When I read The Diary of Anne Frank, I was a bit older than she was when she wrote; when I saw the movie, I was the age she was when she died. I knew her story was a real one – a life lived in unimaginable times (to me, living in America in the 1950’s and early ‘60’s.)
Thank God, that could never happen here! How could the German people not know what was being done to the Jews, and others?
I remembered what a man with whom I once worked said about his adolescence in Nazi Germany: Everyone joined the Hitler Junden (Hitler Youth) – to stay alive. When he told me that, I knew I had never experienced such pressure, and was glad I never would.
Growing older, reading, listening, watching, and seeing how easy it is to close one’s eyes, and turn from other people’s uncomfortable realities; feeling the very real pressure of falling in step with politically correct thinking – whether on the left or right, I began to wonder just how I would have survived in Germany in the 1930’s.
Those who stood up to the Third Reich were crushed under its power – that seemed to have ears in every home, on every street, in every place a dissenter might be.
When the Allied armies liberated the death camps, the ones where people like Anne Frank died, the leaders often made the townspeople “tour” them. 1
Americans and the world now have been given a new tour to take. No power can force us to watch the videos, the way we did the Germans. Indeed many of us look away and deny theses recorded conversations are what they are. A collection of undercover videos reveals Planned Parenthood employees negotiating to sell aborted fetuses. True or false?

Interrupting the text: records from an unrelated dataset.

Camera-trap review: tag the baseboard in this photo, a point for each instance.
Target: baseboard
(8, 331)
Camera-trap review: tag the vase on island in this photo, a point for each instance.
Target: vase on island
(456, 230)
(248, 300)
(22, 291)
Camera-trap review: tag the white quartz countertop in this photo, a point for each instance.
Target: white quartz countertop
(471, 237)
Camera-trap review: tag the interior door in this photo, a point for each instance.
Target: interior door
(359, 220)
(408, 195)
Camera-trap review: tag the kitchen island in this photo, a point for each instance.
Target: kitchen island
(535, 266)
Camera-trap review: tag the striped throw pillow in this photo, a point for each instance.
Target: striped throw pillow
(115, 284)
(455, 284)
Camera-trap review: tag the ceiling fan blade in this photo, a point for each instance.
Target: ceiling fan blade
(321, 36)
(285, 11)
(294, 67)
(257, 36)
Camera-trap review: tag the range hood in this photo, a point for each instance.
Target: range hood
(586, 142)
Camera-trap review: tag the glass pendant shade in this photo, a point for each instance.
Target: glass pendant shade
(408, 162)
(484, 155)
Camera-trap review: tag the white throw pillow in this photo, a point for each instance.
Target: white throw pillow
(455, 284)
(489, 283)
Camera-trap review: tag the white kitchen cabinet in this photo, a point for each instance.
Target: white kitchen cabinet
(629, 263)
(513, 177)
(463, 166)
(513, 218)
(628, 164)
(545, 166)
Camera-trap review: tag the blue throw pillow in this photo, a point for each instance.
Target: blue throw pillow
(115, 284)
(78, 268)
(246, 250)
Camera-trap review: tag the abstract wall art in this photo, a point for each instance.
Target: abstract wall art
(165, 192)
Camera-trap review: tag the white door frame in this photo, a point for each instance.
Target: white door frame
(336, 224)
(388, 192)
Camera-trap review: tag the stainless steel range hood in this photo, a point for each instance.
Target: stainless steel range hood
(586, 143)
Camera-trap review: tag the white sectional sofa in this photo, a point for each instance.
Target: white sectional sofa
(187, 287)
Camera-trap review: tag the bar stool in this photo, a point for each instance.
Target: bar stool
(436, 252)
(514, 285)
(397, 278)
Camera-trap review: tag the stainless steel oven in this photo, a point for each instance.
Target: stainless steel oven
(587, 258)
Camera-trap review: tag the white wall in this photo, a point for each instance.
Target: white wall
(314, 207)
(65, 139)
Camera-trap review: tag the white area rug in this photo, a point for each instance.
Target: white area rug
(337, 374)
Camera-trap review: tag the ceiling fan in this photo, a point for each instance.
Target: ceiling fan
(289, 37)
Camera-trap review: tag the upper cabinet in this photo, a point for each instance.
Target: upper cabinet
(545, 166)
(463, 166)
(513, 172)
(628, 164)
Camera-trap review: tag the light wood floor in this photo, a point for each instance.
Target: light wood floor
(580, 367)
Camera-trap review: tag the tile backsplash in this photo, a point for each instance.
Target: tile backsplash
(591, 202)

I can’t watch them, to be honest. I hesitate to believe my fellow citizens are capable of such inhumanity. I know many friends and family support a woman’s right to choose – but do we not know what “choice” means for the baby?
On our trip back to Texas, we are listening to All the Light We Cannot See by Anthony Doerr, the Pulitzer Prize winner that skillfully describes the interior lives of German and French people negotiating the times in which they live, prior to and during World War II in Germany and France.
Mr. Doerr writes of their thoughts, dreams, fears, and deeds during uncertain, horrifying times. In doing so, he opens a window so I can see how hard it is to stand against evil – to say, I will not, when commanded to harm another human being.
One character sums up guilt, then and now: “Doing nothing is as good as collaborating.”
Isaiah said God holds out His hands — asking that we return — but we in our pride say No way.
The recently released video tapes are convicting evidence our world has no excuse when asked why didn’t rescue those led to the slaughter.
I am hoping and praying that many may see and return to God and turn from their opinions that abortion is ok.